Droit dans les yeux, et dans le tremblement, par Laure Samama, photographe-écrivain, et Hélène Gestern, écrivain

©Laure Samama

« Le désir aux grandes dents aux grandes mains / déboîte les os des petits enfants. / Un Frère nous sauverait certainement. / Ils se sont arrêtés avant. / Père avait promis pourtant / mais si Père tenait ses promesses / ce ne serait plus le Père. »

De Laure Samama, dont j’ai régulièrement présenté les travaux, je découvre d’abord les mots.

Quelques lignes par page, des souffles courts, des cailloux aigus et ronds.

Publié par les éditions Isabelle Sauvage (Plounéour-Ménez, Finistère), Les Cavités est un livre hanté.

©Laure Samama

Les femmes ont de ces creux qui peuvent les déchirer, des antres où le sang goutte, des territoires secrets où se pressent toutes les sœurs en douleur depuis l’aube de l’humanité.

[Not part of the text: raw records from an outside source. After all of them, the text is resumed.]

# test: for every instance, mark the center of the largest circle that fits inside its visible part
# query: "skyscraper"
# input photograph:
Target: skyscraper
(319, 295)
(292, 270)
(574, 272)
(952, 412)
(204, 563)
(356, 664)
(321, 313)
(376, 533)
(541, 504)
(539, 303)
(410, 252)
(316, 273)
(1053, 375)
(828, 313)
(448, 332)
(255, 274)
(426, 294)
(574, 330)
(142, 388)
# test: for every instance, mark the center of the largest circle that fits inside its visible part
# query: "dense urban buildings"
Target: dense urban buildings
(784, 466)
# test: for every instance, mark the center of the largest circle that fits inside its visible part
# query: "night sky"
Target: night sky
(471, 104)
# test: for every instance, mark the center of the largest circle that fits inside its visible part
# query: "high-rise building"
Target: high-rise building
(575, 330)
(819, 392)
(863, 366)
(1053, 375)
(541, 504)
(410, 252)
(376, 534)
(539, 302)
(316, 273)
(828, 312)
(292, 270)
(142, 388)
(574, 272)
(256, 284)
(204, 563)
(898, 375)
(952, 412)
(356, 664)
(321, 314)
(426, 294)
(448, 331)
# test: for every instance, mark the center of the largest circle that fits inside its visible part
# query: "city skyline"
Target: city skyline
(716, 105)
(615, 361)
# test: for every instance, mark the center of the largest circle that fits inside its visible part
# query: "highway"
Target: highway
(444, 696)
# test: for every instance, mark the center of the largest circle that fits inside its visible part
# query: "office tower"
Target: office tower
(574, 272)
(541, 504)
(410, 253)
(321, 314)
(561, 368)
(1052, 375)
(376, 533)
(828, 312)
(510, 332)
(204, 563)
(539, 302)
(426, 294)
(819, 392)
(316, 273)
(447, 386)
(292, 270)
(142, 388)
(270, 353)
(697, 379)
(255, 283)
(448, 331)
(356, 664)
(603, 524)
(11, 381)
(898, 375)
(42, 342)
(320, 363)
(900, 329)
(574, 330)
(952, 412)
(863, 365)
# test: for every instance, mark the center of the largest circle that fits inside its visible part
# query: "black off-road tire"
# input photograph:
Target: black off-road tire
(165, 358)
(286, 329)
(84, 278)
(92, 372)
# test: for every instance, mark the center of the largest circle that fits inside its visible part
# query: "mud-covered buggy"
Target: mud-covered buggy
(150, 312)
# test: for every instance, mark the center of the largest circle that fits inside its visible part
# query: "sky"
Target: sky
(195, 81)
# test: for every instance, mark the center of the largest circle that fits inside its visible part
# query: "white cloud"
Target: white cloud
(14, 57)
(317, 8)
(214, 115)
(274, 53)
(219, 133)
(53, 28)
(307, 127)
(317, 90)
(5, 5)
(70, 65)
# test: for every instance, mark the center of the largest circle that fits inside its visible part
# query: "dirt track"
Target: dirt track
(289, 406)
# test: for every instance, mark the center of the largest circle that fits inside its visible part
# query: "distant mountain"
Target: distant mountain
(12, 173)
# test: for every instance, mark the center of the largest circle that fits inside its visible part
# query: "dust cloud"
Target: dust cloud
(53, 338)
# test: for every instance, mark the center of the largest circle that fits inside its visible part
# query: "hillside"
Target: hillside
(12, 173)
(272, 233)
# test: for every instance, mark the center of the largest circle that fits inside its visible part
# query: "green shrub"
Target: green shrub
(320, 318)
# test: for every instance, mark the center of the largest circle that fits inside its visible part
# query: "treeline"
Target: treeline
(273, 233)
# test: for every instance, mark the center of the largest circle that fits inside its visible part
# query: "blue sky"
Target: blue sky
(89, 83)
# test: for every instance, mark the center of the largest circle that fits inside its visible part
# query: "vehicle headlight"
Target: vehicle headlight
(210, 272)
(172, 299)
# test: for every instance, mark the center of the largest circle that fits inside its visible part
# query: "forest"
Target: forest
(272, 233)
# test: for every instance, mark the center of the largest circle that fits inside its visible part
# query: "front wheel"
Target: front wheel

Les Cavités est un conte noir, fantastique, et même d’épouvante.

Il y dit sans détour, mais avec une attention infinie portée au langage, l’inceste, l’amour vicié pour un père ayant demandé l’impossible.

Le texte dit à plusieurs reprises branle.

©Laure Samama

« Dans une cavité conjugale / une petite fille branle son père. / Il a promis de lui apprendre le plaisir / elle a surtout compris comment lui en donner. »

Mais Les Cavités, dont les silences si sont si lourds, ne s’enferme pas dans l’incompréhension, dont l’ambition est d’abord d’accomplir une traversée vers la lumière, la liberté, la réparation.

L’infini est perdu, il faut tomber encore, mais sans chuter, et le retrouver.

Il faut aller tout au fond des grottes regarder les personnages droit dans les yeux, l’un s’appelle l’Affreux (un conjoint dédaigneux), l’autre Père, qui ne peut endiguer l’hémorragie qui l’étouffe : « Père bat des quatre fers en l’air / comme une blatte sur le dos / et la bave coule de ses lèvres. / Le sauver Vite le sauver Petit Papa, / on t’aime, on t’aime, tu sais, / à l’aide, à l’aide ! / Il ne peut plus s’arrêter / de mourir. »

©Laure Samama

Il y a aussi la grotte Mère : « Il arrive que Mère sorte brièvement de sa grotte, elle rappelle qu’elle a fait tout comme il fallait, elle se félicite d’avoir si bien exercé son rôle, assène que ça aurait été pire sans elle, demande d’arrêter de se plaindre, de se taire et de passer à autre chose. »

Les vers sont libres, ou organisés en de brefs paragraphes, ce sont des petits éboulis de mots.

« Dans une cavité mitoyenne / Sœur attend son tour / sans savoir si le tour viendra / sans savoir qu’il n’y a pas de tour à venir / sans savoir ce que n’est pas elle qui a été choisie. »

La peur, la terreur, les minutes coupantes de l’attente.

Des ogres et des ogresses.

©Laure Samama

« Sa mission terminée / Mère retourne au trou. / Elle mange ses ongles elle mange ses doigts / elle mange les petites peaux autour de ses orteils / elle dort dans la poussière elle la mange aussi / ses cheveux et ses poils poussent / ses ongles s’allongent / comme des griffes. / Elle les peint / couleur sang. »

On entend des voix.

Est-ce le vent ? ou l’écho en soi d’un cri muet ?

Des garçons se pressent, puisqu’elle est belle.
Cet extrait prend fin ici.